Incest means intercourse between family members considered legally too close to marry. Child abuse, as defined by the World Health Organisation, is any intended or unintended act or omission which adversely affects a child’s health, growth or psychosocial development, whether or not regarded as abusive by the child or adult. The most commonly used definition of child sexual abuse is the involvement of dependent, immature children or adolescents in sexual activities they do not fully comprehend, to which they are unable to give valid consent and which violate the social taboos of family roles.
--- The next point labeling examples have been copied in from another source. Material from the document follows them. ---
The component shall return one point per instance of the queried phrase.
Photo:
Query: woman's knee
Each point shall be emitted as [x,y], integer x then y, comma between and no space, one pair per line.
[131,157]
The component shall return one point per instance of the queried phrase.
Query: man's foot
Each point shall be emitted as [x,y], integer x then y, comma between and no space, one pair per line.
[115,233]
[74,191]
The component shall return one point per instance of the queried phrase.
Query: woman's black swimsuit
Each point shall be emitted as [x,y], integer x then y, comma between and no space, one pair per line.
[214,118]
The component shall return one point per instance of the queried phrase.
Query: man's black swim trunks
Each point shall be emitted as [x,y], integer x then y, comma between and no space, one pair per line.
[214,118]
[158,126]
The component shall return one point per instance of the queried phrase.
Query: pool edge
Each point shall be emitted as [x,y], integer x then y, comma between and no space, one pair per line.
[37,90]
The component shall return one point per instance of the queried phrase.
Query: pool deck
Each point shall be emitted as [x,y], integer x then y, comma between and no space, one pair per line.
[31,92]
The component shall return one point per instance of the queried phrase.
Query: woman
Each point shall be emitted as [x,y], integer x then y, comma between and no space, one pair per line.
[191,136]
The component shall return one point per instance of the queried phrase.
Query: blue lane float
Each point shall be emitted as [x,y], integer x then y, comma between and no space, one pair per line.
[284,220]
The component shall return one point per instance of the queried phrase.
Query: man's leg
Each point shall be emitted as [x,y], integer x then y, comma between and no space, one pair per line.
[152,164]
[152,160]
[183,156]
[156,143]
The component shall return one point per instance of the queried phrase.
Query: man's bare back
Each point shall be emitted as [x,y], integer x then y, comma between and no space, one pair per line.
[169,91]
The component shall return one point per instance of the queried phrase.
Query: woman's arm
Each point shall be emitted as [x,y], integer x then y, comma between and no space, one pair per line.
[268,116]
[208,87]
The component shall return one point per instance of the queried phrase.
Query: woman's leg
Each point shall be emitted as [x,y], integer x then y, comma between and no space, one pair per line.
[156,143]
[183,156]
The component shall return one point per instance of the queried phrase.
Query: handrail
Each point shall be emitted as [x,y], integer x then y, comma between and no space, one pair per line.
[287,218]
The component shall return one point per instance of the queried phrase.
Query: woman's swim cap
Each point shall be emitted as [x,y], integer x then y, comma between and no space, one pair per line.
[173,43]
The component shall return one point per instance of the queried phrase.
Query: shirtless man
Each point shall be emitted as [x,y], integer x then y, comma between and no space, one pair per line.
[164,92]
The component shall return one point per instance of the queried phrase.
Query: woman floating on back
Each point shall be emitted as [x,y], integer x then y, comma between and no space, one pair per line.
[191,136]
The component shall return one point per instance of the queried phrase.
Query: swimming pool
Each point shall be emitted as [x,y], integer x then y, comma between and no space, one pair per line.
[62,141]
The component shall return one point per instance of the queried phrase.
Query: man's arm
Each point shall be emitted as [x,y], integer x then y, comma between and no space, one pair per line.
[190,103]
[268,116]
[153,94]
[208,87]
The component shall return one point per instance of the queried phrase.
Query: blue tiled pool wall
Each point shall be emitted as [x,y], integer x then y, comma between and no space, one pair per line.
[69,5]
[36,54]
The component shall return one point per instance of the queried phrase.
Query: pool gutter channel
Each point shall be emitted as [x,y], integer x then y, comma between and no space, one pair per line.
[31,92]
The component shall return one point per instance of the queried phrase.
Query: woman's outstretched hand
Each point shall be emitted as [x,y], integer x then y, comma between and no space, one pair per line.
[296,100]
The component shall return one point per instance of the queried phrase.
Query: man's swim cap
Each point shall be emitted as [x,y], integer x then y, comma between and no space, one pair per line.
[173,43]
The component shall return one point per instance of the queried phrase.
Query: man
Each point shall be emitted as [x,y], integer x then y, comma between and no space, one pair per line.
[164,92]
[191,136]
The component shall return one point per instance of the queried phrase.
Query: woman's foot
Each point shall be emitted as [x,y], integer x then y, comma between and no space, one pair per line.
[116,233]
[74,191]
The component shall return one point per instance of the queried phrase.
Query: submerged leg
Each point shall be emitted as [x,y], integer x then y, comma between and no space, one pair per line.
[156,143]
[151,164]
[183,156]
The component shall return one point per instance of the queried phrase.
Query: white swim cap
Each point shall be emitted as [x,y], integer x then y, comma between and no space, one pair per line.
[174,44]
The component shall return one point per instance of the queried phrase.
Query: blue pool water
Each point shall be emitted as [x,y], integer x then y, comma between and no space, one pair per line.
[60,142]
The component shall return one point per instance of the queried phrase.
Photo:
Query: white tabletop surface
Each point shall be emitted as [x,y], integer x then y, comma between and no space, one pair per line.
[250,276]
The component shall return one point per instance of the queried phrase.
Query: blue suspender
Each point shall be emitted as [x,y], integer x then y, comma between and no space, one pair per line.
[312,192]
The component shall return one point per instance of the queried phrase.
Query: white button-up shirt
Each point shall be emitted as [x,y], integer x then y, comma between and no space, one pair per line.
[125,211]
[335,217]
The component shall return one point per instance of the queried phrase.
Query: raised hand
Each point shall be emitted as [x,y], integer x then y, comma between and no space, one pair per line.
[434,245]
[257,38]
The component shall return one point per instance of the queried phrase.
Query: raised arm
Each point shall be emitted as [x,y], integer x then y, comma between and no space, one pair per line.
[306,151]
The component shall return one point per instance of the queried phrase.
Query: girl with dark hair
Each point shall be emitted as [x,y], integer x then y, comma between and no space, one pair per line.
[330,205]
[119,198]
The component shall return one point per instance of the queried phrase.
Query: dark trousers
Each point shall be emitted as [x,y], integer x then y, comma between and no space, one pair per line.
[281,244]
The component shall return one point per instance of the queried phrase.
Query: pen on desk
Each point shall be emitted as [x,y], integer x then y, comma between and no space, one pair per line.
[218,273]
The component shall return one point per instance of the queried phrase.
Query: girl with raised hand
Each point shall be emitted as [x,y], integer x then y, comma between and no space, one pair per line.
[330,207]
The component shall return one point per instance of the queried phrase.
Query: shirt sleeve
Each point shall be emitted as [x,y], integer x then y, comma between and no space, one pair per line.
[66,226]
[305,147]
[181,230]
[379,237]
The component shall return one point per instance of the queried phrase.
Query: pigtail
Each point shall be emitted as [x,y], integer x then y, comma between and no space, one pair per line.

Child sexual abuse is regarded as existing in one of four forms. First, exposure such as being allowed to view sexual acts, seeing pornography or witnessing exhibitionism; second, molestation or fondling of the child’s or adult’s genitals; third, sexual intercourse – an ongoing activity which involves the child’s mouth, vagina or anus; and finally, sexual intercourse in which the child is obviously assaulted – rape.

Incest, child abuse and child sexual abuse all cause social outrage and can all lead to court proceedings and imprisonment. In consequence they are often difficult to detect and can be hard to prove; the cases which do come to light are thought to be a minority and all three offences are said to be more widespread than popularly believed. Estimates of child sexual abuse in some parts of the world range up to i child in 3. In all child sexual abuse surveys women are twice or more as likely to say they have been sexually abused in childhood than are men and the same holds true of incest surveys where in one, for example, 5 per cent of women but only 2 per cent of men reported this experience. Child abuse, especially in the forms of neglect, non-accidental injury and emotional deprivation, is even more widespread and is most likely to occur in families in which the couple are young and immature; in which pregnancies are unplanned; or in which the mother is young and unsupported. In Western countries the perpetrators of both child abuse and child sexual abuse are parents or step-parents in 70 to 90 per cent of cases.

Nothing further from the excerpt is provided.